The 15in MBP, all versions of which use the Core i7 - and a quad-core one, to boot - and there's no reduction in Turbo Boost performance, Anandtech's tests show.
The question is, is PC Pro's odd result the sign of a one-off machine problem, an issue with that particular CPU - the dual-core 2.7GHz Intel Core i7-2620M - or a glitch in the Core i7 family?
Recent reports of 15in and 17in MBP freezes under heavy CPU and/or GPU Load show some machines are thermally challenged - though where through excessive use of thermal paste, problematic logic boards or some other reason, isn't yet clear. ®
I suspect it's simple.
Windows is more multicore friendly and keeps all four occupied. (You can read this as "Windows has loads of unnecessary cruft running in the background" if you prefer).
Using Windows on the hotter i7, it doesn't get the thermal leeway to boost with all four cores in use.
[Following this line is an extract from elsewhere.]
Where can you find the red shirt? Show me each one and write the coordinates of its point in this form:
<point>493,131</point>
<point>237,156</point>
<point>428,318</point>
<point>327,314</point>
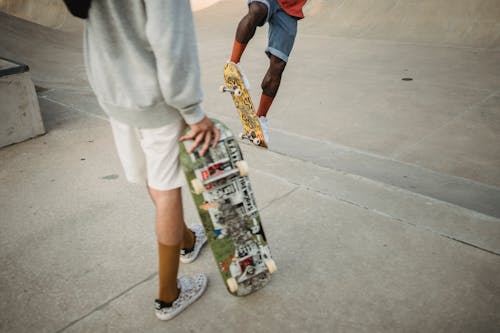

MacOS keeps the thread count down, allowing it to turn a core or two off so it can.
That's my guess.
Has anyone considered that it could simply be a problem with windows, either a software bug or simply a case of the OS being more bloated and putting enough strain on the cpu that it raises the temperature enough to cause turbo boost to become disabled?
Has anyone tried benchmarking it under linux, where it would be easier to see at a lower level exactly whats going on?
Even a VM shouldn't need to do anything much when the Guest is idle, so I don't see what you are getting at.
Do you have a Mac OS VM to compare to? The load that you see is likely the overhead that is reuired to run a VM. I see pretty much the same load on my ESXi box for each OS, while it's doing nothing.
Bootcamp doesn'T actually do anything..
PC-Style booting is part of the EFI firmware.. Bootcamp is a GUI for the partition resizer.